Jim McCullough wrote:
It goes back to ICH7 for the PCIe support. That also includes models used
as plugin PCIe devices. I dont remember if ICH6 erra devices were PCI or
PCIe. I'll leave that part for Auke.
On 6/29/07, Jeff Garzik <[EMAIL PROTECTED]> wrote:
Andrew Grover wrote:
I think making e1000new ICH9-and-newer isn't really the best place to
split it. The Windows e1000 driver got split on the PCI->PCIe
transition, something that clearly delineated what nics one driver
supported, and the other. There's no real technical reason for
splitting now other than "this was when e1000old collapsed under its
own weight".
The PCIe adapters are also the first ones to support multiple queues
IIRC, maybe that would be an another actual technical reason to split
it there?
Can knowledgeable people characterize the PCIe adapters somehow?
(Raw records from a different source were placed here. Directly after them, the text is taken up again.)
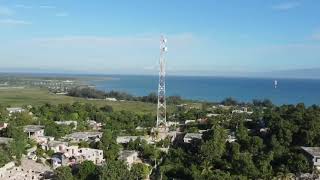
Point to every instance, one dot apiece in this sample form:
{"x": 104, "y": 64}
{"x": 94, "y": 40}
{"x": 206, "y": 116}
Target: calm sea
{"x": 289, "y": 91}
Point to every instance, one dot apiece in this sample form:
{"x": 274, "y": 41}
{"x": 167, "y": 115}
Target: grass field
{"x": 36, "y": 97}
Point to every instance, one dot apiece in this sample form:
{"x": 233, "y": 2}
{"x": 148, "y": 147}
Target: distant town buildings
{"x": 127, "y": 139}
{"x": 84, "y": 136}
{"x": 68, "y": 123}
{"x": 189, "y": 137}
{"x": 75, "y": 155}
{"x": 5, "y": 140}
{"x": 94, "y": 125}
{"x": 12, "y": 110}
{"x": 129, "y": 157}
{"x": 34, "y": 131}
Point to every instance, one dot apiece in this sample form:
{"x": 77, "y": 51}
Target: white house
{"x": 94, "y": 125}
{"x": 68, "y": 123}
{"x": 127, "y": 139}
{"x": 129, "y": 157}
{"x": 55, "y": 146}
{"x": 192, "y": 136}
{"x": 34, "y": 131}
{"x": 76, "y": 155}
{"x": 84, "y": 136}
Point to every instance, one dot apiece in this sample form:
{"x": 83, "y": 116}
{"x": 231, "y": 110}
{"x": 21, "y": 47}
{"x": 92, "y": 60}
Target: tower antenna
{"x": 162, "y": 107}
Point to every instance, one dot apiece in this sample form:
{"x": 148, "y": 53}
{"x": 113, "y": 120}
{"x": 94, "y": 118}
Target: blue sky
{"x": 205, "y": 37}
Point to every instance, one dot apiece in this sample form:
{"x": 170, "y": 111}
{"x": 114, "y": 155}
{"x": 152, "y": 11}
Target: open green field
{"x": 36, "y": 97}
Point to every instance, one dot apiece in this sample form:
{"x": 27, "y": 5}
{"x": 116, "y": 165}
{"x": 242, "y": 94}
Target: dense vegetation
{"x": 255, "y": 154}
{"x": 97, "y": 94}
{"x": 266, "y": 146}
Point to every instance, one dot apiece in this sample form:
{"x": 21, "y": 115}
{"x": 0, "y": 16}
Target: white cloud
{"x": 5, "y": 11}
{"x": 47, "y": 7}
{"x": 62, "y": 14}
{"x": 286, "y": 6}
{"x": 13, "y": 22}
{"x": 316, "y": 36}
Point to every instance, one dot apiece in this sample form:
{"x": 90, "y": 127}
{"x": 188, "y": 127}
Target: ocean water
{"x": 289, "y": 91}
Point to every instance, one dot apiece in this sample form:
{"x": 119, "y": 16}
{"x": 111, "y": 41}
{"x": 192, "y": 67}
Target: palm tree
{"x": 206, "y": 168}
{"x": 284, "y": 176}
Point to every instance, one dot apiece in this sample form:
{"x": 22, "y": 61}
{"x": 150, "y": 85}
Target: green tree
{"x": 115, "y": 170}
{"x": 213, "y": 149}
{"x": 87, "y": 171}
{"x": 63, "y": 173}
{"x": 139, "y": 171}
{"x": 109, "y": 145}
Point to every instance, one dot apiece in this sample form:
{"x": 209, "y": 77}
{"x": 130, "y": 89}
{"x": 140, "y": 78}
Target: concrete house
{"x": 68, "y": 123}
{"x": 314, "y": 154}
{"x": 34, "y": 131}
{"x": 84, "y": 136}
{"x": 189, "y": 137}
{"x": 129, "y": 157}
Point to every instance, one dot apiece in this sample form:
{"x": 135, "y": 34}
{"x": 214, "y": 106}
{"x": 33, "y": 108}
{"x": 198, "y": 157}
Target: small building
{"x": 34, "y": 131}
{"x": 170, "y": 123}
{"x": 3, "y": 125}
{"x": 209, "y": 115}
{"x": 44, "y": 139}
{"x": 129, "y": 157}
{"x": 242, "y": 110}
{"x": 94, "y": 125}
{"x": 314, "y": 153}
{"x": 5, "y": 140}
{"x": 75, "y": 155}
{"x": 55, "y": 146}
{"x": 68, "y": 123}
{"x": 127, "y": 139}
{"x": 189, "y": 137}
{"x": 88, "y": 154}
{"x": 12, "y": 110}
{"x": 84, "y": 136}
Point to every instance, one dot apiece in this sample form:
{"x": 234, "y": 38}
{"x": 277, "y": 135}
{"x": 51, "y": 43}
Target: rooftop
{"x": 314, "y": 151}
{"x": 5, "y": 140}
{"x": 80, "y": 135}
{"x": 193, "y": 135}
{"x": 127, "y": 153}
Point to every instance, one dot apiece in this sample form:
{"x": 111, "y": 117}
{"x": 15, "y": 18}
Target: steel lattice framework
{"x": 162, "y": 107}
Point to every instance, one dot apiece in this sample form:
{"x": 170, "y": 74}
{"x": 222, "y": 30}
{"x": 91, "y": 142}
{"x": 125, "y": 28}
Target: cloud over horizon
{"x": 286, "y": 6}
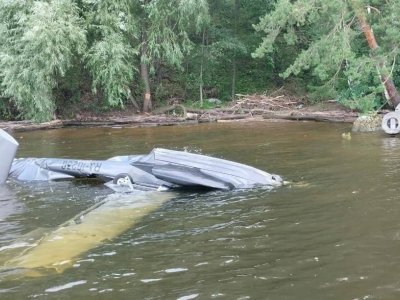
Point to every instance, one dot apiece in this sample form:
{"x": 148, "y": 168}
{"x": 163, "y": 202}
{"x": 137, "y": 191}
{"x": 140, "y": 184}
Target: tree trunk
{"x": 391, "y": 92}
{"x": 234, "y": 62}
{"x": 144, "y": 72}
{"x": 202, "y": 69}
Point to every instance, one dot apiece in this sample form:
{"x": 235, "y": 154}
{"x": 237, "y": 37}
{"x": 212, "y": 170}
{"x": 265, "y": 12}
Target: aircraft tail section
{"x": 8, "y": 149}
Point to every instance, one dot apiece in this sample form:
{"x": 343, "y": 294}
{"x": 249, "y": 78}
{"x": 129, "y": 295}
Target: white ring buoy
{"x": 391, "y": 123}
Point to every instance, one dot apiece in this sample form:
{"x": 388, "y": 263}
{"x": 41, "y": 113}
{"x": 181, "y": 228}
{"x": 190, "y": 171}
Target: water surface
{"x": 332, "y": 234}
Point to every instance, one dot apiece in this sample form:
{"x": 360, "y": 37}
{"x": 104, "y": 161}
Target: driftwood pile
{"x": 247, "y": 106}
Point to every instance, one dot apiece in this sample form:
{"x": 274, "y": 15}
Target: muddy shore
{"x": 247, "y": 108}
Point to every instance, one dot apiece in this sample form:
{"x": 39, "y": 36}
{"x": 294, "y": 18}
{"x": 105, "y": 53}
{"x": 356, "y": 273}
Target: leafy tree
{"x": 332, "y": 48}
{"x": 38, "y": 40}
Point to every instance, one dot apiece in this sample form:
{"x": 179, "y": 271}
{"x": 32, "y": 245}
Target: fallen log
{"x": 331, "y": 116}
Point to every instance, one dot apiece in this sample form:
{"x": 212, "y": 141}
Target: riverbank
{"x": 247, "y": 107}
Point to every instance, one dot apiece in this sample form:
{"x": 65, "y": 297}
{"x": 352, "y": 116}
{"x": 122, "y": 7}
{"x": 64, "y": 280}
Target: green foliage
{"x": 38, "y": 42}
{"x": 110, "y": 63}
{"x": 331, "y": 46}
{"x": 360, "y": 98}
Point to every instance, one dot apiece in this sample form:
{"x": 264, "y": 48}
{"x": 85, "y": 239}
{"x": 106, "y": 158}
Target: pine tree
{"x": 38, "y": 40}
{"x": 332, "y": 47}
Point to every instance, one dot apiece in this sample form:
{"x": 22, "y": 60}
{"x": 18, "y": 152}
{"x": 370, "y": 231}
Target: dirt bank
{"x": 247, "y": 107}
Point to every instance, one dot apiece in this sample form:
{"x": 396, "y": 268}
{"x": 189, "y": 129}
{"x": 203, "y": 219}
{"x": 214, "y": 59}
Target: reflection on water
{"x": 332, "y": 233}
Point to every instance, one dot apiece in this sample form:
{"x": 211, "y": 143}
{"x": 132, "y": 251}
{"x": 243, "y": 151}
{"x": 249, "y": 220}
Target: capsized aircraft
{"x": 161, "y": 169}
{"x": 57, "y": 250}
{"x": 138, "y": 179}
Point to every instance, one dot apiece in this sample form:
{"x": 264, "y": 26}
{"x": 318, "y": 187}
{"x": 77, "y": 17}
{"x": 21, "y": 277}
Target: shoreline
{"x": 208, "y": 116}
{"x": 247, "y": 108}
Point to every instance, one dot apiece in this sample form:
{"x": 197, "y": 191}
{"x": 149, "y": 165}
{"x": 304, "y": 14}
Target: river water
{"x": 332, "y": 233}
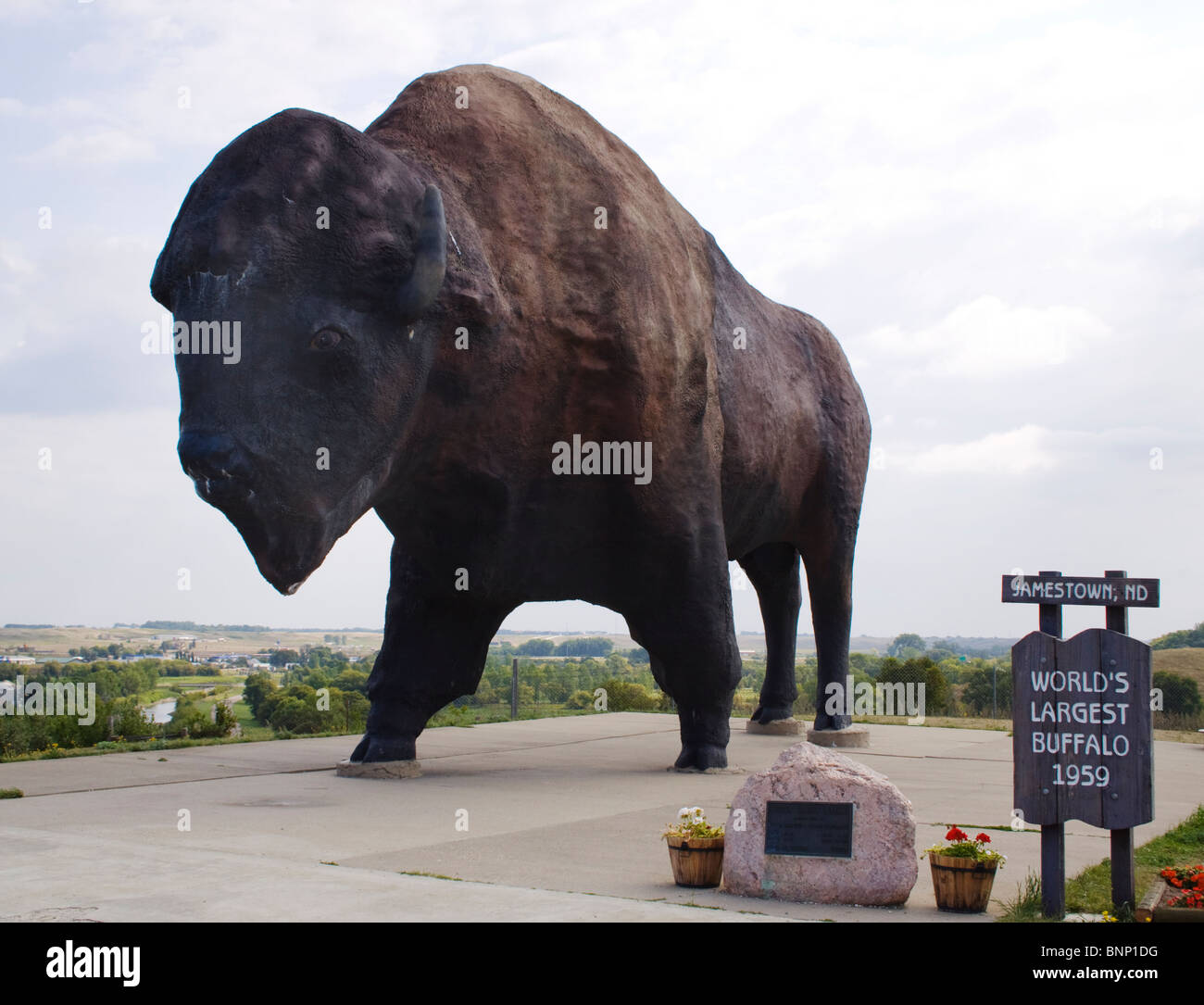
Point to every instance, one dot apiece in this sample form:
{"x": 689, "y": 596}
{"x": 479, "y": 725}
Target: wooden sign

Is
that "ICH8-era and later", or does it go back further than that?
ich7 and 6 are sold with various on-board NICs, often pre-pcie e1000 silicon
like 82547 and 82546. Some newer models (lenovo, toshiba) laptops pack 82573,
but basically ich chipsets before ich8 did not have an in-chipset MAC, so they
are irrelevant for this story.
only es2lan, ich8 and ich9 have true on-board MAC's.